With thermal imaging, for the most part, you’re looking for hot spots in equipment, which is why it’s critical that the equipment be running to at least 40 percent of nominal load. While thermal imaging does provide immediate, in-the-moment information about malfunctioning equipment, it is also useful for building heat profiles.


Start by building heat profiles of your motors—these are simply high-quality thermal images of the motor running under normal operating conditions. This gives you a baseline of temperature measurements you can use later if/when the equipment has issues. The thermal images should include all the critical components such as the motor, shaft coupling, motor and shaft bearings, and the gearbox.

When inspecting low-load situations, be sure to note all possible problems, even if they reflect only a small temperature difference. As a load increases, the temperature will increase and if a problem exists, expect greater temperature differences at higher loads. All motors should list the normal operating temperature on the nameplate.
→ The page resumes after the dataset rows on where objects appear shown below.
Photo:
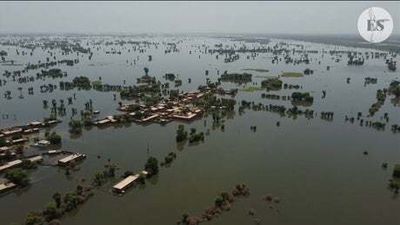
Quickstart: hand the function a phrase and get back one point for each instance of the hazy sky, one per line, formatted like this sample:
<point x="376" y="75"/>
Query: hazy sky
<point x="172" y="17"/>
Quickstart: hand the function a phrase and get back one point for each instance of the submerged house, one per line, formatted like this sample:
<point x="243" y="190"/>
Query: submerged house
<point x="70" y="159"/>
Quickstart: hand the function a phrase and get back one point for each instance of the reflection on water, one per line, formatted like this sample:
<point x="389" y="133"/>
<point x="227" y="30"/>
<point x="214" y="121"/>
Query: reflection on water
<point x="317" y="168"/>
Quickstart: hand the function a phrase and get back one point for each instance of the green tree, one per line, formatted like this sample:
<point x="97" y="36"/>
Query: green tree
<point x="57" y="199"/>
<point x="54" y="138"/>
<point x="50" y="212"/>
<point x="33" y="218"/>
<point x="151" y="166"/>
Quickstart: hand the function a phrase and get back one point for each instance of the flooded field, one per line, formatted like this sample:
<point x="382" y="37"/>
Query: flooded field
<point x="312" y="130"/>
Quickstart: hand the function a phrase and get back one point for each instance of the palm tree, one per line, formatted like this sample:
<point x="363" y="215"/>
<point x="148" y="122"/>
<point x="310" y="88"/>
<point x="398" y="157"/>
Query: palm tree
<point x="57" y="199"/>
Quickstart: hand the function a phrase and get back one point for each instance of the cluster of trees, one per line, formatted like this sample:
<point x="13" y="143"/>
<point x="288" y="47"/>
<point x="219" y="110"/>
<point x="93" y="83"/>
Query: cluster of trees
<point x="54" y="138"/>
<point x="272" y="84"/>
<point x="151" y="166"/>
<point x="236" y="77"/>
<point x="75" y="127"/>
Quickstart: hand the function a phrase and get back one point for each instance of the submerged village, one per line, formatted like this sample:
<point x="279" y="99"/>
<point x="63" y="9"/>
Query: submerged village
<point x="170" y="96"/>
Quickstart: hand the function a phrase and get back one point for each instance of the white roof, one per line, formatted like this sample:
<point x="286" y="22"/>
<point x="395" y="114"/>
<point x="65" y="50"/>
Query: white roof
<point x="125" y="182"/>
<point x="35" y="158"/>
<point x="5" y="186"/>
<point x="70" y="158"/>
<point x="10" y="164"/>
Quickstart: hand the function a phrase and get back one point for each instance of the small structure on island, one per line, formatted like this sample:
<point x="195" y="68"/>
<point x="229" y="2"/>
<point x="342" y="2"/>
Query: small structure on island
<point x="71" y="158"/>
<point x="127" y="182"/>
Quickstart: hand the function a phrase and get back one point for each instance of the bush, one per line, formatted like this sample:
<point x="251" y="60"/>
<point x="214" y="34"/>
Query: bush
<point x="151" y="166"/>
<point x="54" y="138"/>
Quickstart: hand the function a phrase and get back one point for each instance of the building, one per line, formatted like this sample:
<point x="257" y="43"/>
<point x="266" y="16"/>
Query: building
<point x="121" y="186"/>
<point x="70" y="159"/>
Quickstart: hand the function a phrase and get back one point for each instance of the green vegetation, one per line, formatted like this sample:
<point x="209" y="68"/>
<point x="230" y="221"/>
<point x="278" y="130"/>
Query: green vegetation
<point x="82" y="82"/>
<point x="75" y="127"/>
<point x="304" y="99"/>
<point x="273" y="84"/>
<point x="195" y="137"/>
<point x="252" y="89"/>
<point x="257" y="70"/>
<point x="54" y="138"/>
<point x="27" y="164"/>
<point x="169" y="158"/>
<point x="292" y="74"/>
<point x="236" y="77"/>
<point x="151" y="166"/>
<point x="181" y="134"/>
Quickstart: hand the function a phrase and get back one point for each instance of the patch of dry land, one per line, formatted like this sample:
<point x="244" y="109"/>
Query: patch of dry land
<point x="292" y="74"/>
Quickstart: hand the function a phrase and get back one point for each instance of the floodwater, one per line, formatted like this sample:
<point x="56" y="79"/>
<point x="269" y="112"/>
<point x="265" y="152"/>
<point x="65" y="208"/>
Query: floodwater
<point x="317" y="168"/>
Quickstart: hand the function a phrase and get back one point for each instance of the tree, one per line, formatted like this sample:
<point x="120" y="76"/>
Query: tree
<point x="151" y="166"/>
<point x="57" y="199"/>
<point x="54" y="138"/>
<point x="75" y="127"/>
<point x="50" y="212"/>
<point x="33" y="218"/>
<point x="71" y="201"/>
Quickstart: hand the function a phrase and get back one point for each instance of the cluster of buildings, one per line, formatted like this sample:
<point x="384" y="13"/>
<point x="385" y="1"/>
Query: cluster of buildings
<point x="180" y="108"/>
<point x="14" y="135"/>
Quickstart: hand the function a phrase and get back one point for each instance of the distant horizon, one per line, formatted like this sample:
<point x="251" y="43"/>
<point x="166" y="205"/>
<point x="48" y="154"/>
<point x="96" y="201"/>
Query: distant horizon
<point x="265" y="17"/>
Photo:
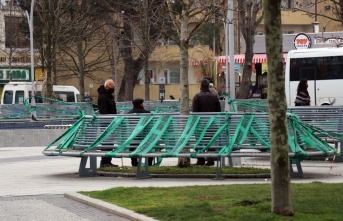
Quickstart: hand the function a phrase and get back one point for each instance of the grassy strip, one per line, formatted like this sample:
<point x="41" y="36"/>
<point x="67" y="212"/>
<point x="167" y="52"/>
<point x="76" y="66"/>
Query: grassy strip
<point x="313" y="201"/>
<point x="188" y="170"/>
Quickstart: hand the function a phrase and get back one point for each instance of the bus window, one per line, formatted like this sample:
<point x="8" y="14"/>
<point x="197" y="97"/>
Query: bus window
<point x="65" y="96"/>
<point x="303" y="68"/>
<point x="8" y="97"/>
<point x="19" y="97"/>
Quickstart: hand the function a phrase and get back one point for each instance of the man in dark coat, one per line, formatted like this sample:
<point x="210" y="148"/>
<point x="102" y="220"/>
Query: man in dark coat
<point x="106" y="105"/>
<point x="138" y="108"/>
<point x="205" y="101"/>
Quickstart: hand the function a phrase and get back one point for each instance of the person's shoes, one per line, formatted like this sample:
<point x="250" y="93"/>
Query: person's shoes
<point x="108" y="165"/>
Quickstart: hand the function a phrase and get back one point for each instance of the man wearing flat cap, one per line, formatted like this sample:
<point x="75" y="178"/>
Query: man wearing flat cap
<point x="138" y="108"/>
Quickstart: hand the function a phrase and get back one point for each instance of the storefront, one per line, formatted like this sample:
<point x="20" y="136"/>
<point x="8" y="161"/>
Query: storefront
<point x="259" y="72"/>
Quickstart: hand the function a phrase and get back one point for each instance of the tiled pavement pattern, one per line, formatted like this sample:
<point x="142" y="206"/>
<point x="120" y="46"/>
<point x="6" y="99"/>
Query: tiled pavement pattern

Abnormal temperatures, which show up on a thermal imaging inspection, may indicate inadequate cooling, power quality issues, impending bearing failure, insulation failure, and/or shaft misalignment. 

Three-Phase Imbalance

Capture thermal images of all electrical panels and other high-load connection points such as drives, disconnects, controls, and so on. Wherever you discover higher temperatures, follow that circuit, and examine associated branches and loads.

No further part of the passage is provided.